Radix is a fast-growing SaaS company serving the multifamily industry with actionable data and insights. Our values-Curiosity, Resilience, Impact, Courage, and Responsibility-are at the heart of how we operate and grow. At Radix, we believe that exceptional people build exceptional companies, and our Site Reliability Engineer (SRE) will play a critical role in ensuring the stability, performance, and observability of our platform, supporting our mission to provide transparency and industry-leading standards.
Your Impact
As a Site Reliability Engineer (SRE) at Radix, you will be at the forefront of ensuring our production systems are reliable, scalable, and performant. You will collaborate closely with DevOps and Engineering teams to proactively monitor, troubleshoot, and enhance system reliability. Your expertise will contribute to a seamless user experience, helping Radix maintain its reputation as the trusted source of data-driven insights in the multifamily industry. This role will work US hours to support US operations ensuring coverage for business needs.
Key Outcomes
Proactive System Monitoring: Implement and improve monitoring solutions to detect outages and performance issues before they impact users.

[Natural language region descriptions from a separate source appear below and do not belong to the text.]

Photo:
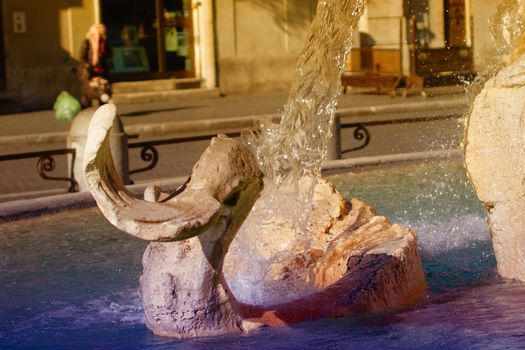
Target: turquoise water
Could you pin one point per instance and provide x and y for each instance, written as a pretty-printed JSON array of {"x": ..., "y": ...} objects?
[{"x": 69, "y": 280}]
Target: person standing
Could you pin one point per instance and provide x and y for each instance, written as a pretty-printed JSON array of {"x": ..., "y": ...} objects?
[{"x": 94, "y": 71}]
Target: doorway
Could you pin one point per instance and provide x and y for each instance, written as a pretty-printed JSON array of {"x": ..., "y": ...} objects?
[{"x": 150, "y": 39}]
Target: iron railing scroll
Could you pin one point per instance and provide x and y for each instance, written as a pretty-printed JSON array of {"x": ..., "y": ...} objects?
[{"x": 46, "y": 164}]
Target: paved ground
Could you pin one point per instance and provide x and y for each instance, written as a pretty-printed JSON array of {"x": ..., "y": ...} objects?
[{"x": 177, "y": 160}]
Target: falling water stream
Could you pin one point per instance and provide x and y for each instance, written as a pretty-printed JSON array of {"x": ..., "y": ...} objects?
[
  {"x": 294, "y": 148},
  {"x": 290, "y": 155}
]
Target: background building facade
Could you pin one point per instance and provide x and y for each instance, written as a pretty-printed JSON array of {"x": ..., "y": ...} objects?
[{"x": 236, "y": 45}]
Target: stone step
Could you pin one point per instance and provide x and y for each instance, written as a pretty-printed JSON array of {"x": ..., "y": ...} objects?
[
  {"x": 162, "y": 96},
  {"x": 155, "y": 85}
]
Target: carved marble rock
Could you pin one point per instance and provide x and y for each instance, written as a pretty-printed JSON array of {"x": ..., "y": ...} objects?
[
  {"x": 494, "y": 147},
  {"x": 356, "y": 261}
]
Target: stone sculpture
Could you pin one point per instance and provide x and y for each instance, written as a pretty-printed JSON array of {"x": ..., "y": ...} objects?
[
  {"x": 356, "y": 262},
  {"x": 494, "y": 147}
]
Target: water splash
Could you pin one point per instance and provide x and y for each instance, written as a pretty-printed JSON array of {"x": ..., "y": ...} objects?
[{"x": 295, "y": 148}]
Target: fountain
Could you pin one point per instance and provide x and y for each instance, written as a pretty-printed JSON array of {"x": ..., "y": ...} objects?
[
  {"x": 231, "y": 251},
  {"x": 70, "y": 280},
  {"x": 494, "y": 136}
]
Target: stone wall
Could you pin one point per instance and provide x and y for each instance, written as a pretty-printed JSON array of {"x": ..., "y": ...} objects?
[{"x": 259, "y": 41}]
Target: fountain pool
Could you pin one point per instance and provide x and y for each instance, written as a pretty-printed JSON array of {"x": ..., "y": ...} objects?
[{"x": 69, "y": 280}]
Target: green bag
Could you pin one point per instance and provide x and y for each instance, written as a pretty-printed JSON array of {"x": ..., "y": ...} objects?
[{"x": 66, "y": 107}]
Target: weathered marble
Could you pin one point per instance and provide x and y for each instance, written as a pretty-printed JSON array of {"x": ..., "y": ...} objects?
[
  {"x": 352, "y": 259},
  {"x": 494, "y": 147}
]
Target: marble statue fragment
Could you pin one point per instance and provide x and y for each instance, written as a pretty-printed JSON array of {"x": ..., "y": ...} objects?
[{"x": 355, "y": 262}]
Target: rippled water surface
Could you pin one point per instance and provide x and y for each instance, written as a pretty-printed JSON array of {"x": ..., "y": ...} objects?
[{"x": 69, "y": 280}]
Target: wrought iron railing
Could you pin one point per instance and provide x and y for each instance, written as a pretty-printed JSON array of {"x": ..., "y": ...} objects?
[
  {"x": 46, "y": 164},
  {"x": 363, "y": 135},
  {"x": 150, "y": 154}
]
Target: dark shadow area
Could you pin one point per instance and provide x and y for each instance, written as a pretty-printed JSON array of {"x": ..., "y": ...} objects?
[
  {"x": 150, "y": 111},
  {"x": 2, "y": 53},
  {"x": 37, "y": 63}
]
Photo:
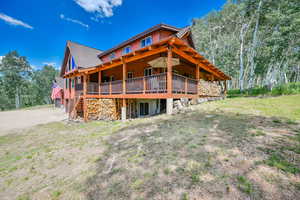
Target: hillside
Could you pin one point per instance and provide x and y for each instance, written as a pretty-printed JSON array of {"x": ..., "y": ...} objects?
[{"x": 232, "y": 149}]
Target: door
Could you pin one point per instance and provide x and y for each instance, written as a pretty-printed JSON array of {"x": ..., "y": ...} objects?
[{"x": 144, "y": 109}]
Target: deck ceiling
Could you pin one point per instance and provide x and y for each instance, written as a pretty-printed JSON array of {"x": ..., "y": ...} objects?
[{"x": 178, "y": 47}]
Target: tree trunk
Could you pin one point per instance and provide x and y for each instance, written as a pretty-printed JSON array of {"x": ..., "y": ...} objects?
[
  {"x": 253, "y": 49},
  {"x": 241, "y": 77}
]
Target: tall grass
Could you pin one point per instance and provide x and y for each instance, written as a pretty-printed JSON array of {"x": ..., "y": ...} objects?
[{"x": 284, "y": 89}]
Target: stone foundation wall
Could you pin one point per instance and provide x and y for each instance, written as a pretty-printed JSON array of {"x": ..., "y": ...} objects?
[
  {"x": 210, "y": 88},
  {"x": 183, "y": 103},
  {"x": 103, "y": 109}
]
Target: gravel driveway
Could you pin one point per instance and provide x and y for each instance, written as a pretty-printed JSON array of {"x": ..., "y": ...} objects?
[{"x": 18, "y": 119}]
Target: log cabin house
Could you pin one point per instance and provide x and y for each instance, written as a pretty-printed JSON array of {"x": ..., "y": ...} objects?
[{"x": 141, "y": 76}]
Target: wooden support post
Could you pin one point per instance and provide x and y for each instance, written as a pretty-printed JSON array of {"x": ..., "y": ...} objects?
[
  {"x": 169, "y": 71},
  {"x": 197, "y": 77},
  {"x": 144, "y": 85},
  {"x": 99, "y": 81},
  {"x": 85, "y": 114},
  {"x": 185, "y": 85},
  {"x": 124, "y": 76}
]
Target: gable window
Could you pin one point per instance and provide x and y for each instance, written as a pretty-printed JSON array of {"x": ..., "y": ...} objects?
[
  {"x": 148, "y": 72},
  {"x": 130, "y": 75},
  {"x": 127, "y": 50},
  {"x": 112, "y": 55},
  {"x": 146, "y": 41}
]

Incident Response & Resolution: Work with DevOps and Engineering to quickly diagnose and resolve production issues.
Enhanced Observability: Collaborate with teams to improve system visibility, logging, and alerting mechanisms.
Performance Optimization: Identify and implement improvements to ensure high system performance and scalability.
Post-Mortem Analysis: Conduct thorough post-incident reviews to prevent recurring issues and enhance system resilience.
Documentation & Process Improvement: Maintain detailed documentation of systems, workflows, and incident resolutions to ensure knowledge sharing and operational efficiency.
Key Responsibilities
Monitor production servers for outages and performance degradation, ensuring rapid issue detection and resolution.
Work closely with DevOps and Engineering teams to diagnose and address system failures and performance bottlenecks.
Enhance system observability by improving logging, metrics, and alerting capabilities.
Analyze system performance trends and implement optimizations to improve reliability and efficiency.
Conduct post-mortems for outages, documenting findings and recommendations for future prevention.
Develop and maintain detailed documentation for system architecture, troubleshooting procedures, and operational workflows.
Experience
What You Bring
3+ years of experience in Site Reliability Engineering, DevOps, or related roles.
Strong background in monitoring, logging, and alerting tools (e.g., Prometheus, Grafana, ELK stack, Datadog).
Ability to work US hours to support US operations
Experience working with cloud platforms (AWS, Azure, or GCP).
Proficiency in scripting and automation (Python, Bash, or similar).
Familiarity with containerization and orchestration technologies (Docker, Kubernetes).
Experience conducting post-mortem analyses and implementing reliability improvements.
Skills
Strong analytical and problem-solving skills with a data-driven approach to system reliability.
Excellent collaboration and communication skills, working effectively with cross-functional teams.
Ability to thrive in a fast-paced, evolving environment with a proactive and ownership-driven mindset.
Personal Attributes
Curiosity: A drive to explore new technologies and continuously improve systems.
Resilience: Ability to adapt, troubleshoot, and lead incident response effectively.
Impact-Focused: A commitment to delivering high-performing, reliable systems.
Courage: Willingness to challenge assumptions and drive meaningful improvements.
Responsibility: Deep ownership of system reliability and performance.
How We Work At Radix
At Radix, we thrive in an environment built on trust, innovation, and collaboration. Our values guide everything we do, empowering team members to take ownership, make data-driven decisions, and continuously iterate to drive success for our clients and our company.
Join us at Radix, where your expertise in site reliability will help shape the future of an industry ready for transformation.